During the good old days of the Roman Empire, the Coliseum was used to appease the masses with free food and increasingly violent displays of aggression against humans and other animals. Between weekly to monthly events, the ruling class constantly reminded the sheeple how easy were their lives, especially the citizens who stayed out of trouble (i.e., those who did not threaten the property of the ruling class). Our excellent local guide pointed out the obvious parallel with contemporary television. She also explained the thousands of small holes in the walls of the Coliseum: As the Empire collapsed, the iron used to attach marble to the walls was stripped and re-used. We see the same pattern today as abandoned big-box stores are stripped of copper and other metals.

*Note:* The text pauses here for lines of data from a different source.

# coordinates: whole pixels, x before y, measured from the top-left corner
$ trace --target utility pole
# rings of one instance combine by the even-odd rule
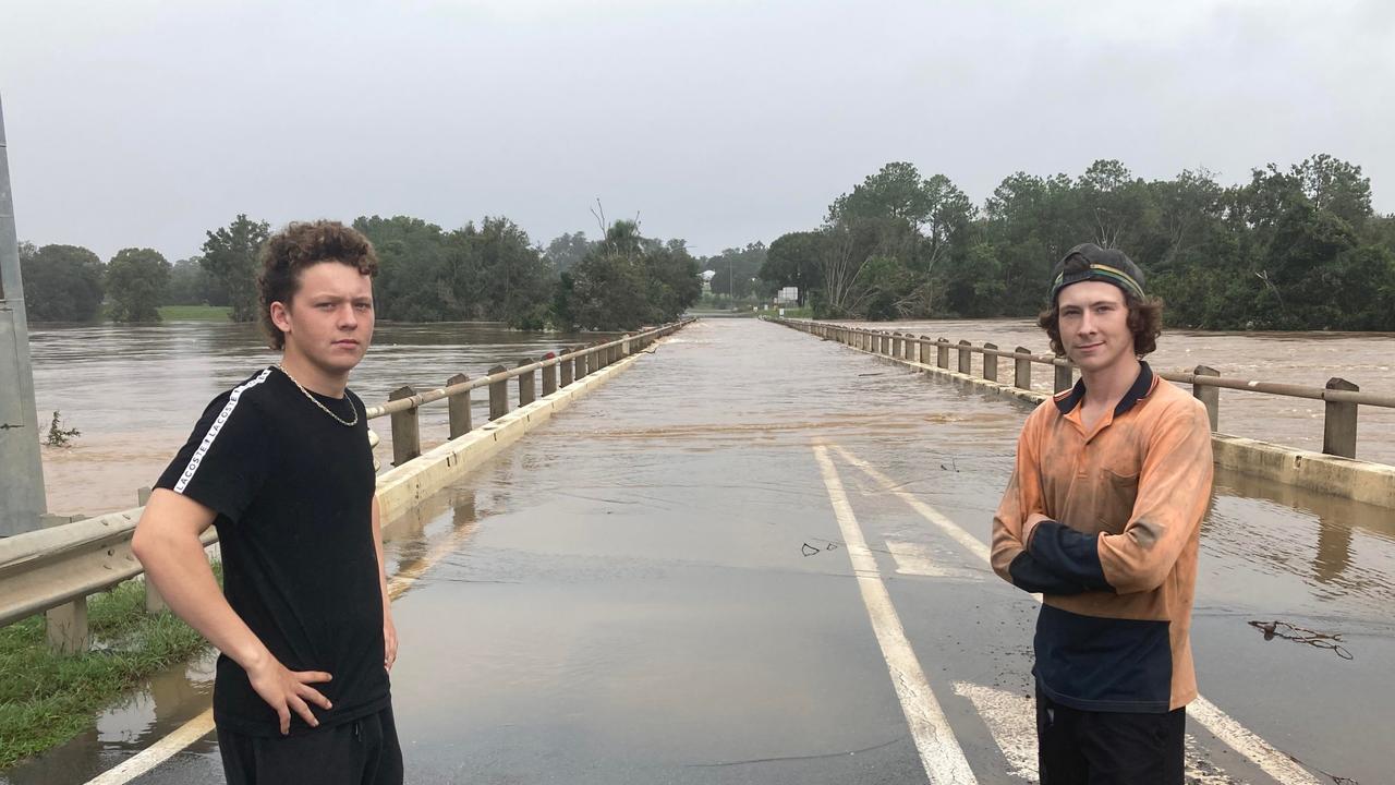
[[[0,536],[39,528],[39,517],[46,511],[29,323],[24,314],[20,240],[0,105]]]

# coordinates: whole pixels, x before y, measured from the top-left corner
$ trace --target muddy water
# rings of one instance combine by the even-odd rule
[[[982,541],[1024,416],[791,330],[685,330],[389,528],[391,570],[414,578],[393,606],[409,781],[923,781],[812,447],[847,450]],[[884,486],[838,471],[935,691],[1021,694],[1035,603]],[[942,577],[898,570],[891,542],[943,556]],[[1385,511],[1218,478],[1197,668],[1246,728],[1385,781],[1392,599]],[[1247,624],[1272,619],[1339,633],[1355,659]],[[95,774],[149,744],[206,705],[197,673],[176,676],[184,698],[133,697],[6,777],[81,782],[53,772]],[[979,779],[1017,781],[972,707],[942,700]],[[1201,742],[1236,781],[1268,782]],[[206,742],[140,782],[190,781],[219,781]]]
[[[598,338],[501,324],[379,324],[350,387],[372,405],[403,384],[432,390],[455,373],[478,377],[495,365],[512,367]],[[135,489],[155,482],[208,401],[278,358],[254,325],[209,321],[38,325],[29,346],[39,422],[59,411],[64,427],[82,432],[73,447],[43,448],[49,510],[66,515],[133,507]],[[511,395],[516,399],[516,387]],[[485,394],[474,394],[474,408],[481,422]],[[391,465],[388,422],[371,425],[384,437],[379,461]],[[445,436],[445,406],[423,409],[423,446]]]
[[[879,321],[847,323],[876,330],[894,330],[950,342],[985,341],[1000,349],[1025,346],[1034,353],[1050,353],[1035,321]],[[957,355],[950,356],[958,367]],[[981,373],[974,358],[974,373]],[[1148,358],[1156,370],[1186,373],[1198,365],[1221,376],[1322,387],[1341,377],[1368,392],[1395,395],[1395,334],[1391,332],[1197,332],[1166,331],[1158,351]],[[1000,374],[1010,373],[1002,360]],[[1003,376],[1000,376],[1003,377]],[[1034,366],[1032,386],[1049,392],[1052,372]],[[1264,395],[1242,390],[1221,391],[1222,433],[1278,441],[1303,450],[1322,450],[1322,401]],[[1357,425],[1356,457],[1395,464],[1395,409],[1362,406]]]

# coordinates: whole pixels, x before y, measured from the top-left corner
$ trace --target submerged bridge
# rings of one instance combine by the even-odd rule
[[[1036,781],[1038,601],[986,560],[1028,409],[843,338],[699,321],[544,363],[537,401],[420,455],[400,416],[430,395],[384,408],[409,782]],[[1389,781],[1391,517],[1218,468],[1191,782]],[[1352,658],[1250,624],[1275,620]],[[0,782],[220,782],[209,679]]]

Seems history doesn’t repeat, but it rhymes.
And here’s something to think about as industrial civilization draws its final gasps: The human population of Rome declined from more than a million during the days of Empire to less than 20,000 during the Middle Ages. The aqueducts were destroyed by the barbarians (who also go by names such as “terrorists,” “marauders,” “criminals,” and, depending on their success, “freedom fighters”), forcing the Romans to drink from the polluted Tigris River. The choices were to die of thirst or die of cholera. The reduction in the human population exceeded 98%.
To recap, then, the brief history of western civilization: We traded oppression by the state for oppression by the Church, thus cashing in imperialism for, well, imperialism with an imaginary reward. The subsequent rise of reason led to a convoluted mixture of oppression by the state and oppression by the Church that continues to this day. We call this mix “culture,” and we usually don’t even pretend there is a separation between church and state. This cultural milieu, variously known as “reality” or the “culture of make believe,” depending on one’s perspective, has produced bonds that are far stronger than anything observed in the prior history of the West. After all, only two-thirds of Romans were enslaved.
Along my journey through Italy, it became embarrassingly easy to pick out people from my home country. I spotted one in a Florentine church that banned bare shoulders and knees: A twenty-something woman sporting a baseball cap (no, that’s not bad enough) emblazoned in bold letters proclaimed, “WHAT THE FUCK.” Then there was the teenaged dipshit in St. Peter’s Basilica with the following statement on his tee shirt: “whileyoureadthisIamstaringatyourtits.” Although I find the Catholic Church and its ostentatious displays of stolen riches to be horribly offensive, even I am offended by these individual actions. I guess I’m getting old.
Back in the U.S., barefoot and beltless as I navigated our woefully reactionary security “system,” a quick glance around the airport suggests the Master of Metaphor was correct: We are indeed a nation of overfed clowns. Never has an empire been filled with such ill-prepared, overweight people. And yet we are entering an era in which the intellectual and physical challenges will be great. Will we be overwhelmed by these challenges? At this juncture, how could we not be?
I conclude with the toast given by our guide as we dined together for the final time: “To lying, cheating, stealing, and drinking. [pregnant pause] May you lie to save a friend. May you cheat death. May you steal the heart of the one you love. And may you drink with many friends.”